The court acknowledged that “the Fourth Amendment protects individuals from unreasonable searches conducted by the Government, even when the Government acts as an employer.”[4] Sotomayor went on to clarify that “[t]he ‘special needs’ of public employers may, however, allow them to dispense with the probable cause and warrant requirement when conducting workplace searches related to investigations of work-related misconduct.”[5] Finally, Sotomayor stated that “[a] public employer’s search of an area in which an employee had a reasonable expectation of privacy is ‘reasonable’ when ‘the measures adopted are reasonably related to the objectives of the search and not excessively intrusive in light of’ its purpose.”[6]

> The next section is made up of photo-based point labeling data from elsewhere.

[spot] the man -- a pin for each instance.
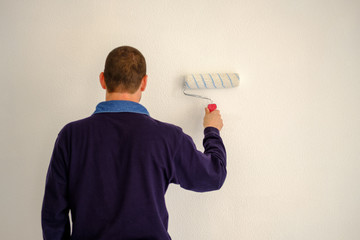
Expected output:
(112, 169)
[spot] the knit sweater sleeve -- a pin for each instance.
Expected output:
(197, 171)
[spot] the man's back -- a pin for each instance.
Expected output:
(113, 170)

In this context the Second Circuit ruled the DOT’s search of an employee’s office computer to be justified at its inception and reasonable in its scope – finding that “the searches of his computer were ‘reasonably related’ to the DOT investigation of allegations of [plaintiff’s] workplace misconduct.”

[1] Storey v. Cello Holdings, L.L.C. 347 F.3d 370 (2d Cir. 2003).

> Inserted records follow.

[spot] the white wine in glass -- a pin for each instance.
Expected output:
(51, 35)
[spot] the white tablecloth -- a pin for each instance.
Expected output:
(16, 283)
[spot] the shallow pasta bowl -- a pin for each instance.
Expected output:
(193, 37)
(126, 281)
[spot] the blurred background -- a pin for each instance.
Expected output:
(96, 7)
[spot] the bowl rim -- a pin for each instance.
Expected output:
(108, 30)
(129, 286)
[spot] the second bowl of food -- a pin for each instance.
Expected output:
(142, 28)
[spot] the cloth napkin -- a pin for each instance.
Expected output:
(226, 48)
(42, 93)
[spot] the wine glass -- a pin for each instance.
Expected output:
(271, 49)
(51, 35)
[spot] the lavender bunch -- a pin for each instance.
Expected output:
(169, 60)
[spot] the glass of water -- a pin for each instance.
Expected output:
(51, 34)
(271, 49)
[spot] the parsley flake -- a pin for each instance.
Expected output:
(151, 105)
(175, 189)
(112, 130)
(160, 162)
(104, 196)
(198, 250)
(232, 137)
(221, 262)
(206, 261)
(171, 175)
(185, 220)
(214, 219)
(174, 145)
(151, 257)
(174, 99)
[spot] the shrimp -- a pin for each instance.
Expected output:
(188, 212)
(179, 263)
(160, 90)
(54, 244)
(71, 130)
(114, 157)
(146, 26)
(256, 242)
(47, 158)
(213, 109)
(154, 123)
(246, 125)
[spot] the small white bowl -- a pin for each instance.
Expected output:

[2] Mattel, Inc. v. Barbie-Club.com, 310 F.3d 293 (2d Cir. 2002).
[3] Leventhal v. Knapek, 266 F.3d 63 (2d Cir. 2001).
[4] Nat’l Treasury Employees Union v. Von Raab, 489 U.S. 656, 665 (1989).
[5] Citing O’Connor v. Ortega, 480 U.S. 709, 719-26 (1987) (plurality opinion); id. at 732 (Scalia, J. concurring).
[6] Citing O’Connor, 480 U.S. at 726 (plurality opinion) (internal quotation marks omitted).